Prepaid Inpatient Health Plan (PIHP): A health plan that provides less than comprehensive inpatient services on an at-risk reimbursement basis.
Presumptive Eligibility Period: The time period between when a provider determines that a beneficiary's income does not exceed the eligibility threshold until a formal eligibility determination is made by the State Medicaid agency.
Preventive Care: Comprehensive care emphasizing health promotion, illness or injury prevention, and early detection and intervention. Preventive care services include a health history; physical exam; developmental and nutritional assessments of health status and risk; dental, vision, and hearing screenings; immunizations; laboratory tests and other screenings; and health education and guidance. Content of care is based primarily on the AAP's Recommendations for Preventive Pediatric Care.
Risk Assessment: A process that enables health providers to examine the prevalence of risk and protective factors for each child or adolescent in order to determine individual susceptibility to specific diseases or conditions. Risk is assessed through health history, physical examination, observations, and screening tests if indicated.
Risk Factors: A factor that increases one's chances of developing specific illness or condition. Scientifically established direct and indirect causes of morbidity and mortality.
Screening: In this curriculum, the term "screening" generally indicates objective testing or examination methods that can identify health conditions.
Screening Tests: Those preventive services in which a standardized, validated testing method is used to help identify children or teens requiring further diagnostic assessment, treatment services, and/or special intervention.

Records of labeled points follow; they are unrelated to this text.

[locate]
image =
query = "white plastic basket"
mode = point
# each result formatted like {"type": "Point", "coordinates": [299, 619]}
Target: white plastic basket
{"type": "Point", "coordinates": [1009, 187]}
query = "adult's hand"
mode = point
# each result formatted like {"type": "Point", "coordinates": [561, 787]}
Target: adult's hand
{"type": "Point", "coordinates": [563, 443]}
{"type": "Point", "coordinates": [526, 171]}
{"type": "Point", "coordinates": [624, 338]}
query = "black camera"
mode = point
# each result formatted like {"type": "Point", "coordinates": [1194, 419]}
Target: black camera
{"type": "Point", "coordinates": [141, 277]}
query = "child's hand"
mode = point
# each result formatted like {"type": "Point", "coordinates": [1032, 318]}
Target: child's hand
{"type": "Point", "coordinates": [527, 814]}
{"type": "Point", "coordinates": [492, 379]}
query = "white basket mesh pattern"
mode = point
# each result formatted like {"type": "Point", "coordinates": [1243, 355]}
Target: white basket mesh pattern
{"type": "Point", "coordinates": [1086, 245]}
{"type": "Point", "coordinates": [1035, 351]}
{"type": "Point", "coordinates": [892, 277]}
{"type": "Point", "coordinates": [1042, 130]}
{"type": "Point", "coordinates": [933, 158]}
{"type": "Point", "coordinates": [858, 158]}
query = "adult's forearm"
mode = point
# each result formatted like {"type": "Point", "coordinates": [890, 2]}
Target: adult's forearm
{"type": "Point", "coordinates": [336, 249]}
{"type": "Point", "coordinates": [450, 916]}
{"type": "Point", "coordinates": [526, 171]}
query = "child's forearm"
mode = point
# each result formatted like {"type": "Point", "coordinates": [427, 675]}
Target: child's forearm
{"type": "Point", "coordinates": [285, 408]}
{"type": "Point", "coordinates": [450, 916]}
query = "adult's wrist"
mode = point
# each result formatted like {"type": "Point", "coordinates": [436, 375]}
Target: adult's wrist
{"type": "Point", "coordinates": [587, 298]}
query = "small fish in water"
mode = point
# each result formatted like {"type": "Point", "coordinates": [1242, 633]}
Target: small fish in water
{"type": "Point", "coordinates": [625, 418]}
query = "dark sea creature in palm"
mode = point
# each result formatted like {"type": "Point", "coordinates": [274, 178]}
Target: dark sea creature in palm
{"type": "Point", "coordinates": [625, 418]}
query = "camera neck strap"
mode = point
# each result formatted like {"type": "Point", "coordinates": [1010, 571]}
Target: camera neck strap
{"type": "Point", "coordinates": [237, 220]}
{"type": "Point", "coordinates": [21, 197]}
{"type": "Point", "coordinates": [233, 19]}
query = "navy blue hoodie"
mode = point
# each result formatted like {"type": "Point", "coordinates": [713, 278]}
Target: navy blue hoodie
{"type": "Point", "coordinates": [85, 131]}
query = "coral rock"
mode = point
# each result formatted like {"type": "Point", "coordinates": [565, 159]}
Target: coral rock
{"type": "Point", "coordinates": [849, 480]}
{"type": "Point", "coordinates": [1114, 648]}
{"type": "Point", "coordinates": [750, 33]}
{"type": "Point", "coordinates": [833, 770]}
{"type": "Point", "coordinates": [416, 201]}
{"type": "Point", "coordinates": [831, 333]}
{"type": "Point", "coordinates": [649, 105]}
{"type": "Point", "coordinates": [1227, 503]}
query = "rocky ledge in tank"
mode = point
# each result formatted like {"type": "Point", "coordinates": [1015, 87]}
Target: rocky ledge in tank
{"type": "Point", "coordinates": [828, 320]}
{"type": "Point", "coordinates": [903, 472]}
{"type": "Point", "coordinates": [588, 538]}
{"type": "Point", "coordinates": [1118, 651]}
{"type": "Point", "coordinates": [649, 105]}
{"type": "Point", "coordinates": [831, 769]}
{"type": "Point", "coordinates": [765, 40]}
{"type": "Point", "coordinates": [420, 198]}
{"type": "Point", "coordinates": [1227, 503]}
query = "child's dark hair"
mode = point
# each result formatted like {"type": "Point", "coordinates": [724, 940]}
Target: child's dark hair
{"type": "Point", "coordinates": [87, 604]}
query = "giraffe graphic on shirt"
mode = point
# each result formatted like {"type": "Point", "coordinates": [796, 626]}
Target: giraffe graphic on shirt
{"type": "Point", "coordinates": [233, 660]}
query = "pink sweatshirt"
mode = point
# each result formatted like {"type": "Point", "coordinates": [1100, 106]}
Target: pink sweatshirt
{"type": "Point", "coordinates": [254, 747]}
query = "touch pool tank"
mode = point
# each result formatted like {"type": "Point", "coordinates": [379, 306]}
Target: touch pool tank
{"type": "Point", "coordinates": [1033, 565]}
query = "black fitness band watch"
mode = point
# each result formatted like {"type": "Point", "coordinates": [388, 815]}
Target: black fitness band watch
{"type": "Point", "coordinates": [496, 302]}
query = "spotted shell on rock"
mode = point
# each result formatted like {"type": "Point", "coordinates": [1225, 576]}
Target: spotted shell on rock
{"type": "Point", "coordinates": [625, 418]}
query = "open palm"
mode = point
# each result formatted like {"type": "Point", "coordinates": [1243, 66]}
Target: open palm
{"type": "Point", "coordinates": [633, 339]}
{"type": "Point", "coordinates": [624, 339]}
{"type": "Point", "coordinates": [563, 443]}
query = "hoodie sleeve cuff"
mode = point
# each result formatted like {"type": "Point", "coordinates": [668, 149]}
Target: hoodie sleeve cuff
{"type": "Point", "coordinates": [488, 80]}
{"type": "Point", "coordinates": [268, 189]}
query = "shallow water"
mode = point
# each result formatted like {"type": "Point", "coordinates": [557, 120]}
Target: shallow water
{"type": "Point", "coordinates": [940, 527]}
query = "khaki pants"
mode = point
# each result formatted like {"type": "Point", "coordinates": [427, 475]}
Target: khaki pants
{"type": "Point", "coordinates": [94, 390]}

Supplemental Security Income (SSI): A Federal entitlement program that provides monetary assistance to specific beneficiaries. In most States (with the exception of Section 209(b) States), SSI beneficiaries are also eligible for Medicaid.
State Children's Health Insurance Program (SCHIP): A Federal-State matching health care block grant program for uninsured low-income children. Children who are eligible for Medicaid are not eligible for SCHIP, although States can administer SCHIP through their Medicaid programs.
TANF: Children are eligible for Temporary Assistance for Needy Families (TANF), formerly known as Aid to Families with Dependent Children, based on criteria for assistance to low-income families.
Title V: Enacted by Congress in 1935 as part of the Social Security Act, the only legislation to promote and improve the health of all mothers and children. Title V authorized the creation of the MCH programs, providing the infrastructure to achieve this mission.
Title XIX: Enacted by Congress in 1965 as part of the Social Security Act, the legislation that authorizes the Medicaid program that pays for medical assistance for certain individuals and families with low incomes who meet defined eligibility requirements.
Unclothed Physical Exam: A comprehensive examination of the body and its systems. Infants and young children must be totally unclothed. Older children and teens must be undressed and suitably draped in a light gown.